8. I also find substance in the submission canvassed on behalf of the petitioner that the Industrial Court has committed manifest error in taking a view that the relief regarding payment of bonus cannot be granted by that Court. If the complainant was claiming payment of statutory bonus, such a relief can obviously be granted by the Industrial Court. In fact, such a relief was granted in the earlier complaint filed by the petitioner decided on June 28, 1999. The operative order is already reproduced above. There is nothing on record to suggest that the petitioner was claiming bonus in excess of the statutory amount. If it is so, the petitioner was entitled even for that relief.
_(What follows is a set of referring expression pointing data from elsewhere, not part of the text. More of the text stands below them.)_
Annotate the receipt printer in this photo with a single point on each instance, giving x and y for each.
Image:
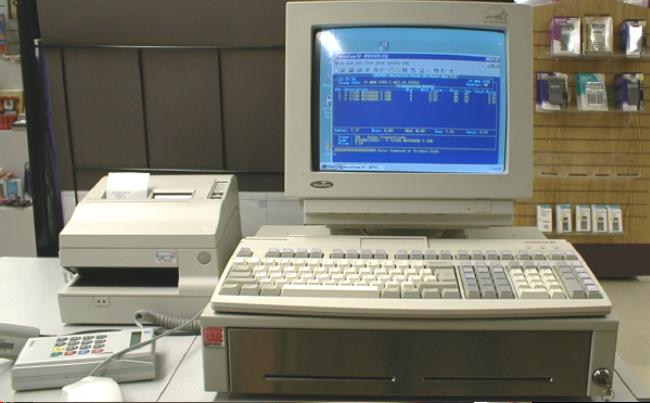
(163, 252)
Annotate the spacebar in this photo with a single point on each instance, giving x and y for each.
(330, 291)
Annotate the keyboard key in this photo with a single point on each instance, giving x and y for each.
(381, 254)
(401, 254)
(245, 252)
(430, 293)
(250, 289)
(477, 255)
(391, 292)
(593, 292)
(273, 252)
(430, 254)
(450, 293)
(348, 291)
(366, 254)
(529, 293)
(230, 289)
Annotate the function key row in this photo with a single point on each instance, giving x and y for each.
(415, 254)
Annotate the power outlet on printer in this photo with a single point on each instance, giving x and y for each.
(101, 301)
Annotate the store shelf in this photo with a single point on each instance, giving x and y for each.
(619, 57)
(573, 109)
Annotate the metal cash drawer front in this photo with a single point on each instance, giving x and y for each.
(408, 363)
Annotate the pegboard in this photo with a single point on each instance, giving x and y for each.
(591, 157)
9. That takes me to the opinion expressed by the Industrial Court that there was no Award, Settlement or Agreement signed between the petitioner and the respondents. As I have already arrived at the finding that the case made out by the petitioner that the workmen were not allowed to work on and from 14th April, 1993, it necessarily follows that such act has resulted in breach of agreement of employment, which inevitably would fall within the purview of item No. 9 of Schedule IV of the Act. Viewed in this perspective, the complaint, as filed by the petitioner, alleging that the respondents committed unfair labour practice in terms of Item No. 9 of Schedule IV of the Act also deserves to be accepted.
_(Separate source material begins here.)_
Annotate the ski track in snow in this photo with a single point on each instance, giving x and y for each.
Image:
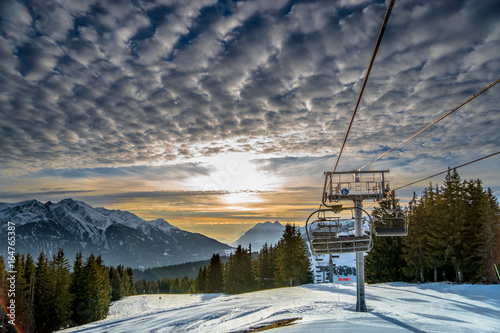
(392, 307)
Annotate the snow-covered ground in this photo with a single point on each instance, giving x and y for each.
(392, 307)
10. There is one more reason recorded by the Industrial Court for refusing part of the relief to the petitioner. The Industrial Court has found that on the principle of "no work no wages", the members of the petitioner-union will not be entitled for wages right from the date of strike or lockout. Even this view cannot be sustained. I have already found that the positive case made out by the petitioner was that the workmen were not allowed to work on and from 14th April, 1993. Such a finding obviously would militate against the respondents, who were to canvass the argument on the principle of no work no wages. If the respondents did not permit the workmen to work during the relevant period, they cannot be permitted to take advantage of their own wrong by invoking that principle. So understood, the workmen would be entitled for the claim of wages on and from 14th April, 1993, as they were unable to work because of the illegal lockout resorted to by the respondents. It will be useful to invoke the dictum of the Apex Court in the case of Union of India v. K.V. Jankiraman, of this decision at page 2017, it is observed that in cases where the employee is willing to work is kept away from work for no fault of his, the principle of "no work no pay" is not applicable.
11. Insofar as the claim of the respondents in the written statement alleging illegal strike resorted to by the workmen is concerned, as mentioned earlier, that fact has not been established by the respondents by adducing any evidence. Therefore, it is unnecessary for me to elaborate on that aspect.
12. Accordingly, this petition succeeds. The complaint as filed by the petitioner is allowed in its entirety. Ordered accordingly. Rule made absolute with costs.
13. All concerned to act on the copy of this order duly authenticated by the Court Stenographer of this Court.